Différents médicaments anticholinergiques sont disponibles, comme la benzatropine et le trihexyphénidyle.
Toutefois les avantages modérés sont souvent compensés par les effets secondaires, comme les troubles de la mémoire, la confusion, les hallucinations et la constipation.

L’amantadine
Les médecins peuvent prescrire l’amantadine seulement pour soulager à bref terme les premières symptômes de la maladie de Parkinson.
On peut également l’associer au traitement avec la carbidopa et la lévodopa chez les personnes qui sont dans les phases avancées de la maladie pour contrôler les mouvements involontaires (diskynésie) provoqué par la lévodopa.
Les effets secondaire peuvent inclure le gonflement des chevilles ou les hallucinations.

Opération chirurgicale pour la maladie de Parkinson
Les techniques chirurgicales sont en train de se développer depuis plusieurs années, afin d’aider les personnes avec la maladie de Parkinson.
La chirurgie ne soigne pas les patients atteints de Parkinson, mais elle peut soulager les symptômes quand les médicaments ne provoquent plus d’effets positifs.
Par exemple la stimulation cérébrale profonde est une technique qui consiste à implanter un générateur d’impulsions (comme un stimulateur cardiaque) dans la partie thoracique.
On insère sous le peau des fils fins qui arrivent au cerveau où on place des électrodes.
Les électrodes stimulent les parties du cerveau qui sont touchés par le Parkinson et ils peuvent contribuer à soulager les symptômes.
Il n’y a pas de certitude à long terme en ce qui concerne les effets de ce type de traitement.

 

Conseils pour la gestion de la maladie

Activité quotidienne
Les exercices de rééducation sont très importants pour cette pathologie, mais ils deviennent plus difficiles pendant la phase avancée de la pathologie. Le patient doit effectuer régulièrement des exercices de gymnastique selon la gravité de la maladie.
On peut marcher plus lentement qu’à l’avance, mais une promenade par jour peut être un bon exercice et peut aider à détendre les muscles rigides. Le patient doit essayer d’effectuer toutes les activités possibles, sans permettre aux membres de la famille ou aux amis de les effectuer à sa place puisqu’ils sont plus rapides.

 

Médicaments
Il faut s’assurer de prendre les médicaments.
L’horaire et le dosage sont très importants.
Il faut signaler les effets secondaires éventuels au médecin.
Par exemple les hallucinations (voir ou écouter des choses) et la confusion mentale sont des possibles effets secondaires de certains médicaments pris pour le traitement.

Dépression
La dépression est commune chez les personnes atteintes de maladie de Parkinson et elle peut provoquer de symptômes qui le patient perçoit comme une aggravation de la maladie (comme la manque d’énergie et la lenteur).
Si le patient pense de s’aggraver très rapidement en quelques semaines, la dépression peut être la cause. Dans ce cas il faut informer le médecin.
La dépression peut être traitée.

Des conseils pratiques
Par exemple, il est préférable de :
-Se lever d’une chaise plutôt que d’un canapé bas ;
-Marcher à l’aide d’un bâton, qui renforce la confiance en soi-même et la stabilité.

 

Quel est le pronostic de la maladie de Parkinson ? Quelle est l’espérance de vie ?

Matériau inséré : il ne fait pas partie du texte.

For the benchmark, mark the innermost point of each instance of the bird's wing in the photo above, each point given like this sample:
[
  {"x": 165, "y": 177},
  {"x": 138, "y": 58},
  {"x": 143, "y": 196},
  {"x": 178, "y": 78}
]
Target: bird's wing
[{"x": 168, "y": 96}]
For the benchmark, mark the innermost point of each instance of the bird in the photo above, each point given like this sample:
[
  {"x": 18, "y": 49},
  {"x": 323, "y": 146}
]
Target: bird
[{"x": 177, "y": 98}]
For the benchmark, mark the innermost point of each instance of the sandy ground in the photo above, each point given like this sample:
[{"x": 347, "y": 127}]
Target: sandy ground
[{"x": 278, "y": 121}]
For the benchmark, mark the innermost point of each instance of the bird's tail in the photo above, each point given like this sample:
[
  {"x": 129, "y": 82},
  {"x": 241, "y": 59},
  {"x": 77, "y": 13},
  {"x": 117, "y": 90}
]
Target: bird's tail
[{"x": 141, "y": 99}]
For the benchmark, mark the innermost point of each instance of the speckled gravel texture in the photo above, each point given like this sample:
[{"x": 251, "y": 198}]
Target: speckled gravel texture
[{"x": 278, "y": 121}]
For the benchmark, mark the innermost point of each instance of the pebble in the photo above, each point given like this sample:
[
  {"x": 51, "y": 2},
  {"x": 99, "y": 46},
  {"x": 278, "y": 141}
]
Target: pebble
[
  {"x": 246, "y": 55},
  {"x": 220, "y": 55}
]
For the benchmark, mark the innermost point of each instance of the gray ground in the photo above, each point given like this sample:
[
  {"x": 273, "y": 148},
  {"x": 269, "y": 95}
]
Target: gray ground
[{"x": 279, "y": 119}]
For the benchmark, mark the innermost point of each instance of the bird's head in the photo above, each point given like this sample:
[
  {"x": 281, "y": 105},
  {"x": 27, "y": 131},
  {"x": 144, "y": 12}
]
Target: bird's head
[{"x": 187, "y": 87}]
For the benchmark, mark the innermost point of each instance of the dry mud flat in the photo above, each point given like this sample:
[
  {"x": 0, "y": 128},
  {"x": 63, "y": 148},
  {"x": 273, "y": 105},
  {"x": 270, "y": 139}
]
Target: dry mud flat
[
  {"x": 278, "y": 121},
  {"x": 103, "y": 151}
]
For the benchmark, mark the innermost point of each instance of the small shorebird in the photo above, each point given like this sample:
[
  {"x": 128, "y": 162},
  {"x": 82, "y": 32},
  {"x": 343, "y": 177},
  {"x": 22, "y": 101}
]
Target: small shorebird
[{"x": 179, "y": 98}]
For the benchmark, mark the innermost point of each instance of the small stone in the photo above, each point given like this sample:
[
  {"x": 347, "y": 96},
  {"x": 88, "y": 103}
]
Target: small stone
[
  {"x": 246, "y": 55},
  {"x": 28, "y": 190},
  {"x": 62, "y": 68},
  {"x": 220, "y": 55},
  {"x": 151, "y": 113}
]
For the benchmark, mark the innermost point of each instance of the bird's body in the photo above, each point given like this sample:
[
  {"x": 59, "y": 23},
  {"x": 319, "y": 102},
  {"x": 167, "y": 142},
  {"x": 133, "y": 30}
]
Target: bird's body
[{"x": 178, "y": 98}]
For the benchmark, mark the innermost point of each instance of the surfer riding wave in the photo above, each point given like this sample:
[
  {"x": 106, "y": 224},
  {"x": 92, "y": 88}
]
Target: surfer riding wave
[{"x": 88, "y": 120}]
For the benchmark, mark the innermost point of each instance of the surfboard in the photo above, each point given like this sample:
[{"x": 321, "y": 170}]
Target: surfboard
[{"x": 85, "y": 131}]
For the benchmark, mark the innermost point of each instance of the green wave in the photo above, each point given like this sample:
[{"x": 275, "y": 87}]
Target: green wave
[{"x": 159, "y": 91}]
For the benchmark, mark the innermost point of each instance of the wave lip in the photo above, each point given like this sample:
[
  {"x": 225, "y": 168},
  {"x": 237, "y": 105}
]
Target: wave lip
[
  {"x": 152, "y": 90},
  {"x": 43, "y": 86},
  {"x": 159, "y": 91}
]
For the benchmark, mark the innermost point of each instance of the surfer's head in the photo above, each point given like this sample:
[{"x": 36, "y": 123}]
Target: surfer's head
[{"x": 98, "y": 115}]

La gravité des symptômes de cette maladie varie beaucoup d’individu à individu et il n’est pas possible de prévoir l’évolution de la maladie de Parkinson.

Le Parkinson n’est pas une maladie mortelle et l’espérance de vie moyenne ne change pas.
Les complications secondaires sont la pneumonie et les lésions de chute.
On peut choisir parmi beaucoup de traitements qui peuvent réduire certains symptômes et qui peuvent améliorer la qualité de vie d’un individu atteint de maladie de Parkinson.